SILVIA.
Je suis sensible a son amour! qui est-ce qui vous l’a dit? Je ne saurois vous aimer! qu’en savez-vous? Vous decidez bien vite.
DORANTE.
Eh bien, Lisette, par tout ce que vous avez de plus cher au monde, instruisez-moi de ce qui en est, je vous en conjure.
SILVIA.
Instruire un homme qui part!
DORANTE.
Je ne partirai point.
SILVIA.
Laissez-moi. Tenez, si vous m’aimez, ne m’interrogez point: vous ne craignez que mon indifference, et vous etes trop heureux que je me taise. Que vous importent mes sentiments?
DORANTE.
Ce qu’ils m’importent, Lisette? Peux-tu douter encore que je ne t’adore?
SILVIA.
Non, et vous me le repetez si souvent que je vous crois; mais pourquoi m’en persuadez-vous? que voulez-vous que je fasse de cette pensee-la, Monsieur? Je vais vous parler a coeur ouvert. Vous m’aimez; mais votre amour n’est pas une chose bien serieuse pour vous. Que de ressources n’avez-vous pas pour vous en defaire! La distance qu’il y a de vous a moi, mille objets que vous allez trouver sur votre chemin, l’envie qu’on aura de vous rendre sensible,[249] les amusements d’un homme de votre condition, tout va vous oter cet amour dont vous m’entretenez impitoyablement. Vous en rirez peut-etre au sortir d’ici, et vous aurez raison. Mais moi, Monsieur, si je m’en ressouviens, comme j’en ai peur, s’il m’a frappee, quel secours aurai-je contre l’impression qu’il m’aura faite? Qui est-ce qui me dedommagera de votre perte? Qui voulez-vous que mon coeur mette a votre place? Savez-vous bien que, si je vous aimois, tout ce qu’il y a de plus grand dans le monde ne me toucheroit plus? Jugez donc de l’etat ou je resterois; ayez la generosite de me cacher votre amour. Moi qui vous parle, je me ferois un scrupule de vous dire que je vous aime dans les dispositions ou vous etes: l’aveu de mes sentiments pourrait exposer votre raison; et vous voyez bien aussi que je vous les cache.
DORANTE.
Ah! ma chere Lisette, que viens-je d’entendre! Tes paroles ont un feu qui me penetre; je t’adore, je te respecte. Il n’est ni rang, ni naissance, ni fortune, qui ne disparoisse devant une ame comme la tienne; j’aurois honte que mon orgueil tint encore contre toi, et mon coeur et ma main t’appartiennent.

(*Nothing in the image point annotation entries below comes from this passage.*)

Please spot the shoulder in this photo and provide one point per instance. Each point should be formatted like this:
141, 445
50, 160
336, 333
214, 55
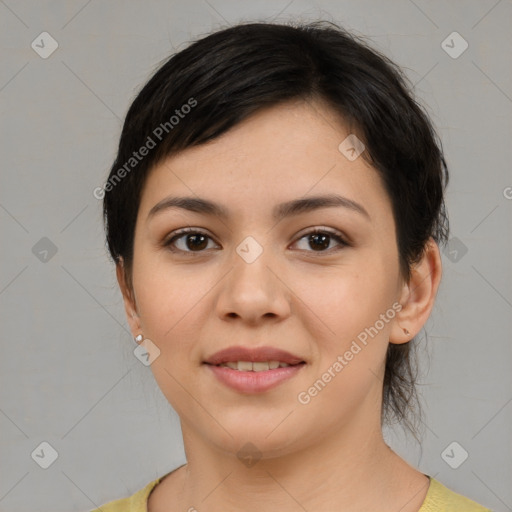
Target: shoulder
135, 503
440, 498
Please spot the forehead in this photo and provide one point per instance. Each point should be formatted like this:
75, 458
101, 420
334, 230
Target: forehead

SILVIA. En verite, ne meriteriez-vous pas que je les prisse? Ne faut-il pas etre bien genereuse pour vous dissimuler le plaisir qu’ils me font? et croyez-vous que cela puisse durer?
DORANTE.
Vous m’aimez donc?
SILVIA.
Non, non; mais, si vous me le demandez encore, tant
pis pour vous.
DORANTE.
Vos menaces ne me font point de peur.
SILVIA.
Et Mario, vous n’y songez donc plus?
DORANTE. Non, Lisette; Mario ne m’alarme plus: vous ne l’aimez point; vous ne pouvez plus me tromper; vous avez le coeur vrai; vous etes sensible a [250] ma tendresse, je ne saurais en douter au transport qui m’a pris; j’en suis sur, et vous ne sauriez plus m’oter cette certitude-la.